The ribbon is a client load balancer that provides good control over the behavior of HTTP and TCP clients. feign already uses the Ribbon, so if you use it @FeignClient
, this section also applies.
the central concept in the Ribbon is the concept of a specified client. Each load balancer is part of a combination of combinations that work together to contact a remote server as needed, and the collection has a name that you use as an application developer, such as a @FeignClient
comment. Spring Cloud uses RibbonClientConfiguration
a new ensemble as needed for each named client to create ApplicationContext
. This contains (among other things) ILoadBalancer
, RestClient
and ServerListFilter
.
to include the Ribbon in your project, use org.springframework.cloud
the starter for group and artifact IDs spring-cloud-starter-ribbon
. for More information about using the current Spring Cloud Publishing list settings to build your system, see The Spring Cloud project page .

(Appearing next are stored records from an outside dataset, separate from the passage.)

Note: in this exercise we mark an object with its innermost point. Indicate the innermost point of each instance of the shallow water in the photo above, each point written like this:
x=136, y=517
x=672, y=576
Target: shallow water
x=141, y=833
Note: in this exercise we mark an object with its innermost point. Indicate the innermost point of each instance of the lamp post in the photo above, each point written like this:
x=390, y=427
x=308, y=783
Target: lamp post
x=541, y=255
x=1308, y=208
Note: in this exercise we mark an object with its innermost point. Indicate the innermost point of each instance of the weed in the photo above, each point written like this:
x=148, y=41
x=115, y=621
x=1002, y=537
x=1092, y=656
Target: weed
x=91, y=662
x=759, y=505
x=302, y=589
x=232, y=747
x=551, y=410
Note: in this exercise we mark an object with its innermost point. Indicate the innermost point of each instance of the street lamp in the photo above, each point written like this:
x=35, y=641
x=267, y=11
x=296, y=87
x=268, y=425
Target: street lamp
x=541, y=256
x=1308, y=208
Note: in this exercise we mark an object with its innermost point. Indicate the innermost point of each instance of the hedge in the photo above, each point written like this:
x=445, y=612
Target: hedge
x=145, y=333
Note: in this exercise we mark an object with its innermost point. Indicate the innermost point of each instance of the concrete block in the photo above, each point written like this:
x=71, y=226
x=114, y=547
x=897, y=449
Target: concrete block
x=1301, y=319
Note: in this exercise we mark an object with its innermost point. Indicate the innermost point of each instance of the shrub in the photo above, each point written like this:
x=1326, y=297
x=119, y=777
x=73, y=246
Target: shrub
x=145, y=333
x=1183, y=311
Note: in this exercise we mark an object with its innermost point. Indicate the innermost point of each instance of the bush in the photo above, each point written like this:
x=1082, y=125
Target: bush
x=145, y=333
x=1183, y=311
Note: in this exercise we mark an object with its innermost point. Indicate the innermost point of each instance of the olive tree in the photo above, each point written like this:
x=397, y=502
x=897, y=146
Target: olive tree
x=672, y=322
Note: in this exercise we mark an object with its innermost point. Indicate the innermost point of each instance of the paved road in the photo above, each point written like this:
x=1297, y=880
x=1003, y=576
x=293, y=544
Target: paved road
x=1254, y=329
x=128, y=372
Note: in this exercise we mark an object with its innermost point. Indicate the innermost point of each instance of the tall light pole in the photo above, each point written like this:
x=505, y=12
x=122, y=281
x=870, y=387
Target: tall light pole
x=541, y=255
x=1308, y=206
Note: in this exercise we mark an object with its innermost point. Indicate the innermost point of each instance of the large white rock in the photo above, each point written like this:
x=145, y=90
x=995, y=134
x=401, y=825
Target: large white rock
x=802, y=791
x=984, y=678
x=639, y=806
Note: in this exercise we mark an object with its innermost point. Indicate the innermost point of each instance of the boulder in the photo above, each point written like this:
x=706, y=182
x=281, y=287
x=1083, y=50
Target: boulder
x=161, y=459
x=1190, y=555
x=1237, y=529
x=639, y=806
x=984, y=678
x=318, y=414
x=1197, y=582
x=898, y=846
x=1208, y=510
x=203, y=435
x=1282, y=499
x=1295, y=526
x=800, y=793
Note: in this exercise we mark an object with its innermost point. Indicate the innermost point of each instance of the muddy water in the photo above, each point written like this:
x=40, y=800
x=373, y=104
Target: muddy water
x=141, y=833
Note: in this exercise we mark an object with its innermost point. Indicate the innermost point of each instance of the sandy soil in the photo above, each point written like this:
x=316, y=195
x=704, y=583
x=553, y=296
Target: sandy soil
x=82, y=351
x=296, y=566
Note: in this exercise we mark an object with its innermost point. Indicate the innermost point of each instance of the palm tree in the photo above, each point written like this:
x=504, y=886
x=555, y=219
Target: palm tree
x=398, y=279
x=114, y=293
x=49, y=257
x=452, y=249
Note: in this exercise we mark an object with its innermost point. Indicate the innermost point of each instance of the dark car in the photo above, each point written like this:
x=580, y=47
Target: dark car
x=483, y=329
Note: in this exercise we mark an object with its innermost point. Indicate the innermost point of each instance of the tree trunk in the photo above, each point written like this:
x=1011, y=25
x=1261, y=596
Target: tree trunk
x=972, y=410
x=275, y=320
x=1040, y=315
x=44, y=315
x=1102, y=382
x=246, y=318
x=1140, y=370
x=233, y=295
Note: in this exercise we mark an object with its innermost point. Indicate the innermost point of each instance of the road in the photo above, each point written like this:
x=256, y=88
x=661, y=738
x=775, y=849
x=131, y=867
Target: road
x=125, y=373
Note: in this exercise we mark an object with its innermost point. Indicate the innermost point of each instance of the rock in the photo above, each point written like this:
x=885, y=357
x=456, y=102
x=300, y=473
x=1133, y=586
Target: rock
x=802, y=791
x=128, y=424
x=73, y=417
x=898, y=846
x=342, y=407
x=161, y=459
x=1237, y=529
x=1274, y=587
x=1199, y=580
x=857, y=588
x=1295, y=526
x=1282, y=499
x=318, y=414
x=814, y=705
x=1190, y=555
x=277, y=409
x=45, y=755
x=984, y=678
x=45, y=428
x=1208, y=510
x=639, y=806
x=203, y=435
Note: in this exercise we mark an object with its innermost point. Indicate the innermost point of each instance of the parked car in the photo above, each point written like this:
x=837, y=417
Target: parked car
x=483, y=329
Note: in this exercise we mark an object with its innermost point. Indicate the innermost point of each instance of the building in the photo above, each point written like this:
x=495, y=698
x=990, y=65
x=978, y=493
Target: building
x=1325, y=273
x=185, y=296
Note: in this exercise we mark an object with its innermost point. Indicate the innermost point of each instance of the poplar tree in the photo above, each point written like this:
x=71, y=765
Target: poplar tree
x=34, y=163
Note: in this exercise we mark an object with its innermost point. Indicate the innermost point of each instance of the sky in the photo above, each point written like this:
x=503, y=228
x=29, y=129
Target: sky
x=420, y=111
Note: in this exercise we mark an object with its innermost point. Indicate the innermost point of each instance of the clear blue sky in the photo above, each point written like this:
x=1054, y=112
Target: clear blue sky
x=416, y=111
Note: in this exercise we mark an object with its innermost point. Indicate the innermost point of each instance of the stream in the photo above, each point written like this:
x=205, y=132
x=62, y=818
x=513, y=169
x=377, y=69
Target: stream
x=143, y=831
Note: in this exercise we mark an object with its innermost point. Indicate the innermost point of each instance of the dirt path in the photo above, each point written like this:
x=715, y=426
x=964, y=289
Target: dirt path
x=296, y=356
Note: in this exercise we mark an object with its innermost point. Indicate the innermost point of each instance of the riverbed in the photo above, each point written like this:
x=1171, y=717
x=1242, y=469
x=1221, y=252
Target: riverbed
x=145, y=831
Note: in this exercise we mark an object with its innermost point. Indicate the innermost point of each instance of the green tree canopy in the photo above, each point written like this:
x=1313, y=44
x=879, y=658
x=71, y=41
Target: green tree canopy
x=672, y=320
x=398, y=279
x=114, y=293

Customizing the Ribbon client
You can use <client>.ribbon.*
the external properties in to configure some bits of the Ribbon client, which is not the same as using the Netflix API itself, but only with the spring boot configuration file. native options can be CommonClientConfigKey
checked as static fields (in the core section of the Ribbon).
Spring Cloud also allows you @RibbonClient
to fully control the client by using the claim other configuration (on RibbonClientConfiguration
top). Example:
@Configuration@RibbonClient(name = "foo", configuration = FooConfiguration.class)public class TestConfiguration {}
In this case, the client consists of a RibbonClientConfiguration
component that already exists in it and FooConfiguration
any of the components in it (the latter will usually overwrite the former).